PreVV: Eliminating Store Queue via Premature Value Validation for Dataflow Circuit on FPGA

Kuangjie Zou, Yifan Zhang, Zicheng Zhang, Guoyu Li, Jianli Chen, Kun Wang, Jun Yu

Published: 2025, Last Modified: 23 Jul 2025DATE 2025EveryoneRevisionsBibTeXCC BY-SA 4.0

Abstract: Dynamic scheduling in high-level synthesis (HLS) maximizes pipeline performance by enabling out-of-order scheduling of load and store requests at runtime. However, this method introduces unpredictable memory dependencies, leading to data disambiguation challenges.

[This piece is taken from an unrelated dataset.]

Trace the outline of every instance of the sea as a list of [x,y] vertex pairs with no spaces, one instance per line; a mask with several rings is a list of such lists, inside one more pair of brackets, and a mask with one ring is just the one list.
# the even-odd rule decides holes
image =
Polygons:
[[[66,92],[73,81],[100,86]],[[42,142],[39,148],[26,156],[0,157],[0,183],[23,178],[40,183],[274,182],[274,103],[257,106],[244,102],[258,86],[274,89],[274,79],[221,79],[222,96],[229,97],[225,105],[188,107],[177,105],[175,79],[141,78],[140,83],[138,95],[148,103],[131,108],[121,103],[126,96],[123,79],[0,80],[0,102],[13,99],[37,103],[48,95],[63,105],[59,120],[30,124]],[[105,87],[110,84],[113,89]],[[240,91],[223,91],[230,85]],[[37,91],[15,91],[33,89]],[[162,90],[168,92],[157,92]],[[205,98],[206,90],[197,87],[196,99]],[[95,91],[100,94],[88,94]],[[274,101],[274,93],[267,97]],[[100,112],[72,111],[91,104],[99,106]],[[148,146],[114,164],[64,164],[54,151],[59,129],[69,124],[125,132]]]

Load-store queues (LSQs), commonly used in superscalar CPUs, offer a potential solution for HLS. How-ever, LSQs in dynamically scheduled HLS implementations often suffer from high resource overhead and scalability limitations. In this paper, we introduce PreVv, an architecture based on premature value validation designed to address memory disambiguation with minimal resource overhead. Our approach substitutes LSQ with several PreVv components and a straightforward premature queue. We prevent potential deadlocks by incorporating a specific tag that can send ‘fake’ tokens to prevent the accumulation of outdated data. Furthermore, we demonstrate that our design has scalability potential. We implement our design using several hardware templates and an LLVM pass to generate targeted dataflow circuits with PreVv. Experimental results on various benchmarks with data hazards show that, compared to state-of-the-art dynamic HLS, PreVV16 (a version with a premature queue depth of 16) reduces LUT usage by 43.91% and FF usage by 33.09%, with minimal impact on timing performance. Meanwhile, PreVV64 (a version with a premature queue depth of 64) reduces LUT usage by 27.21% and FF usage by 33.10%, without affecting timing performance.